What is actually passed in call by reference to a function?
void foo(int &a,int &b)
when I write
foo(p,q)
what is actually passed to the function. Is it the address of p and q?
What is actually passed in call by reference to a function?
void foo(int &a,int &b)
when I write
foo(p,q)
what is actually passed to the function. Is it the address of p and q?
It really gets passed a reference type - it's sort of like the address, but not quite. The actual address would be a pointer. References are less powerful than pointers, but are arguably safer.
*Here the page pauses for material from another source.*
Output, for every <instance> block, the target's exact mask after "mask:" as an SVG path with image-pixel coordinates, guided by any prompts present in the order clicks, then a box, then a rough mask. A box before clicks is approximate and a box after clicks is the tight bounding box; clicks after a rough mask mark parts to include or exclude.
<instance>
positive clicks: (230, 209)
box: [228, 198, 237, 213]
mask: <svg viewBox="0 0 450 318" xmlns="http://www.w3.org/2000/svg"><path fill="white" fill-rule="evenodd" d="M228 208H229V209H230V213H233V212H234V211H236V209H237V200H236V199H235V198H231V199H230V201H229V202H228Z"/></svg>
Wikipedia has a good description of the differences between pointers and references.
What's actually passed to the function is a reference. The named parameter b
becomes a synonym for the argument object q
.
How the compiler probably implements this that the caller places the address of q
on the stack or in a register before calling, and the callee uses that value to effect all accesses to b
. But it could be misleading to describe that as "actually passing" a pointer, because parameter passing is a concept at the level of the C++ language, and at that level it is not the same concept as passing a pointer. For instance, when you pass a pointer you can pass a null pointer, but when you pass a reference you cannot (validly). So it'd be wrong to say they're same thing.
That said, the person implementing the compiler might describe it as "actually passing a pointer", and you know what they mean. For comparison, if char
variables occupy 4-byte stack slots in the calling convention, they might say that the compiler is "actually passing an int". So it depends what "actually" is supposed to mean.
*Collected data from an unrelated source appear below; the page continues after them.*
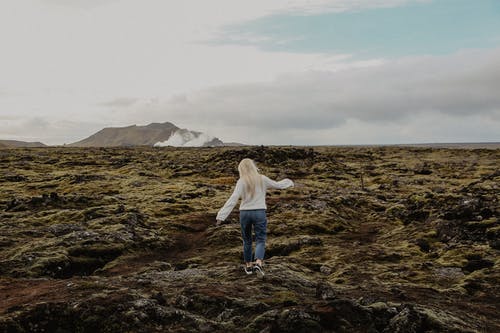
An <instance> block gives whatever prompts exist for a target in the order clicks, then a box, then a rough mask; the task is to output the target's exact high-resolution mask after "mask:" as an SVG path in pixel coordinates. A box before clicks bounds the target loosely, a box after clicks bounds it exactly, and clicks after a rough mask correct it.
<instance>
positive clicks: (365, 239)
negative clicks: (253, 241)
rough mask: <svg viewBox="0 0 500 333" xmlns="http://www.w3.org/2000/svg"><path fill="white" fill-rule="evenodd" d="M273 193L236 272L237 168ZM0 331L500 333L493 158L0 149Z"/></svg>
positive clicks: (268, 151)
mask: <svg viewBox="0 0 500 333" xmlns="http://www.w3.org/2000/svg"><path fill="white" fill-rule="evenodd" d="M244 157H250V158H253V159H255V160H256V161H257V163H258V166H259V168H260V169H261V172H262V173H264V174H266V175H267V176H269V177H270V178H273V179H277V180H279V179H282V178H285V177H288V178H291V179H293V180H294V181H295V183H296V186H295V187H294V188H293V189H289V190H284V191H270V192H269V194H268V202H267V203H268V218H269V226H268V231H269V233H268V244H267V252H266V265H265V271H266V275H265V276H264V277H260V278H259V277H258V276H255V275H250V276H247V275H245V274H244V272H243V270H242V266H241V262H242V249H241V238H240V230H239V224H238V212H237V209H235V210H234V212H233V213H232V214H231V216H230V217H229V219H228V220H227V221H226V223H225V224H223V225H222V226H219V227H216V226H215V215H216V213H217V210H218V209H219V208H220V207H221V206H222V205H223V204H224V202H225V200H226V199H227V198H228V197H229V195H230V194H231V191H232V189H233V186H234V184H235V182H236V179H237V176H238V174H237V165H238V162H239V161H240V160H241V159H242V158H244ZM0 165H1V168H0V331H1V332H4V331H5V332H98V331H99V332H165V331H172V332H198V331H205V332H213V331H220V332H226V331H236V330H237V331H240V332H500V319H499V310H498V309H499V306H498V305H499V304H500V284H499V282H500V262H499V261H500V255H499V251H500V239H499V235H500V223H499V214H500V208H499V200H498V199H499V187H500V185H499V184H500V169H499V165H500V149H489V150H487V149H437V148H418V147H405V148H401V147H399V148H398V147H379V148H377V147H365V148H363V147H314V148H309V147H307V148H302V147H272V148H270V147H248V148H241V147H234V148H192V149H187V148H186V149H175V148H146V147H145V148H67V147H66V148H63V147H61V148H17V149H0Z"/></svg>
The way pass by reference works is defined by your compiler. In any event, they are passed as int&
which is an actual type in C++. Try this:
int x = 10;
int& y = x;
x = 100;
What do you think is the value of y? References are not quite pointers but aliases to a variable. The same mechanism that your compiler applies to int&
is used for pass by reference parameters.
Given the following program:
void byRef(int& x)
{
return;
}
void byVal(int x)
{
return;
}
void byPtr(int * x)
{
return;
}
int _tmain(int argc, _TCHAR* argv[])
{
int x = 0;
byRef(x);
byVal(x);
byPtr(&x);
return 0;
}
The MSVC90 Assembly generated for the byRef
and for byPtr
calls are exactly the same which is:
lea eax, [x]
push eax
call byRef ;or byPtr
add esp, 4
You are passing a reference, which is not a pointer, and not an address -- but it is similar.
What "exactly" a reference is, isn't set in stone. The standard does not dictate the mechanisms for dealing with reference -- just the consequences of using them. Usually, they will be implemented as pointers.
Example:
int foo(int& a, int& b) { a = b; }
// Usage
int x, y;
foo(x, y);
This might generate the same machine code as:
int foo(int* a, int* b) { *a = *b; }
// Usage
int x, y;
foo(&x, &y);
But there's no guarantee of that, and the two are NOT equivalent (although they provide similar functionality).
When you take the address of a reference, you get the same address as the object that it is referring to. Example:
void foo(int& x) { std::cout << &x << std::endl; }
int y;
std::cout << &y << std::endl;
foo(); // This will print the same as above.
The other answers mention the semantic difference between a reference and a pointer.
In practice, every single compiler I've ever worked with implements them the same way -- passing a reference is really passing a pointer at the assembly level. This isn't specified in any standard, it's just the case in practice everywhere.